Eastern Europe's windfall of carbon credits
Ahead of climate talks in Copenhagen, experts are focused on an unlikely legacy in post-Communist countries: A cache of carbon credits that could destabilize the market.
Wed, Nov 11 2009 at 4:05 PM
WINDFALL: Rapid deindustrialization led to a surplus of carbon credits. (Photo: ZUMA Press)
Twenty years after the fall of the Berlin Wall, a surprising legacy in post-communist countries is this: a surplus of carbon emission credits in Central and Eastern Europe.
Indeed, a flood of emission credits from post-Communist countries is rocking the carbon market, according to a Greenwire story published in the New York Times. This year, the price of a ton of carbon in Europe’s cap-and-trade system dropped by more than a euro thanks to sales of emission credits from countries like the Czech Republic, Latvia and Ukraine.
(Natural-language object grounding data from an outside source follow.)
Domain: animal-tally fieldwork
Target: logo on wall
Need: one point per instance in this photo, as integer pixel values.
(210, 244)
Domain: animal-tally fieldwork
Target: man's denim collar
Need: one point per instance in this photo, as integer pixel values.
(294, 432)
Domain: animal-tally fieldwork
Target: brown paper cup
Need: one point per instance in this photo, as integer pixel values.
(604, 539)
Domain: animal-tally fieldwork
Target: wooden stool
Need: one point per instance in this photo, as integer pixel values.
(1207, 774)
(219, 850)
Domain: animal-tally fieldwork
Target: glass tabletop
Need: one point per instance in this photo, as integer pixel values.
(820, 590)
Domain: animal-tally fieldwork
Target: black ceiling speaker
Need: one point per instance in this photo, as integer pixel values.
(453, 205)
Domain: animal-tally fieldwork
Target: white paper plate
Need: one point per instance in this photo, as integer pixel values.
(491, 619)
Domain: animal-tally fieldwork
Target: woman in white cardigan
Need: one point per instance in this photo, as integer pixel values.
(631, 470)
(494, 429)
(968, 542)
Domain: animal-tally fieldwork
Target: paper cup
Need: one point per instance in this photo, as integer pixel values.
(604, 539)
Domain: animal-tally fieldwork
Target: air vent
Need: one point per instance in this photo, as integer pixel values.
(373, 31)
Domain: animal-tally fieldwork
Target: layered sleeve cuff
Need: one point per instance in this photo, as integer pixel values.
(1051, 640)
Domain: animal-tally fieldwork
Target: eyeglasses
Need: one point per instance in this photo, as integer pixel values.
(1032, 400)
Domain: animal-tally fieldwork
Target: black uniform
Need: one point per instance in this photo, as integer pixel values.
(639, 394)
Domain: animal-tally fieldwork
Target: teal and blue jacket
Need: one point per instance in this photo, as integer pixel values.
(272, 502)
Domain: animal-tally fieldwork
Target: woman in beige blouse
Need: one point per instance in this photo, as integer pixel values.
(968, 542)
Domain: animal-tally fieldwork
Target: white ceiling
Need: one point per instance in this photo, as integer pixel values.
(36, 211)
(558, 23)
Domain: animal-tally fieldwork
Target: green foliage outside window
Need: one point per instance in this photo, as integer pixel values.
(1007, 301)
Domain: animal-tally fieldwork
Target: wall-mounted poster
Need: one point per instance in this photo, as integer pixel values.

And take this for example: To date, roughly 147 million tons of credits were sold worldwide under the Kyoto Protocol, according to Point Carbon. But Ukraine alone is negotiating the sale of 450 million more tons to Japanese firms. "It's a hot potato that no one wants to touch," said Peter Zapfel, an official at the environment directorate of the European Commission. Today, there are about 10 billion excess credits that could be cashed in.
To be sure, the problem has been escalating for years. The main problem for regulators is that countries that gobble up carbon credits could meet their emission requirements without actually reducing carbon output. Japan is a prime example of this concern; in the past fiscal year, Japanese countries purchased $1 billion worth of carbon credits and some have been “hot air” credits, as the surplus of credits is sometimes called.
Now, European leaders want to address the excess credits at the United Nations climate talks in December in Copenhagen.
In large part, the decline of CO2 emissions is a legacy realized after the fall of the Berlin Wall. As the gross inefficiencies in state-owned industries were alleviated, there were widespread efficiency upgrades and plant closures. Credits built up thanks to a gap resulting from rapid deindustrialization and the amount of emission credits given to some countries during the last round of climate talks.
Negotiators at the time wanted to “keep countries that really had no interest in environmental issues at the time, you wanted to keep them in the game,” said Thomas Legge, a climate and energy expert at the German Marshall Fund.
As a result, over the past 20 years, Poland’s greenhouse gas emissions dropped 30 percent, Bulgaria’s dropped 43.3 percent, Ukraine’s 52.9 percent and Latvia’s 54.7 percent. Meanwhile, countries like Spain, Portugal and Ireland saw emissions rise.
Today, the European Union is meeting its emissions commitments because of the contribution of new member states in Central and Eastern Europe. In fact, a report by a British advocacy group called the Sandbag Climate Campaign found that West European emissions dropped 4.3 percent compared to 1990, a drop that more than doubles when output from post-Communist countries are incorporated.
Case in point: Germany set a high bar for itself during Kyoto negotiations, promising to reduce emissions by 21 percent by 2012. By 2000, it already reported a 17 percent reduction, half of which could be attributed to East Germany’s decline.
But without such concerns, the market would crash, observers noted.
"My prediction is a lot of the hot air credits will go unused," Legge said. "If there was really an open market for them, the price would drop to zero."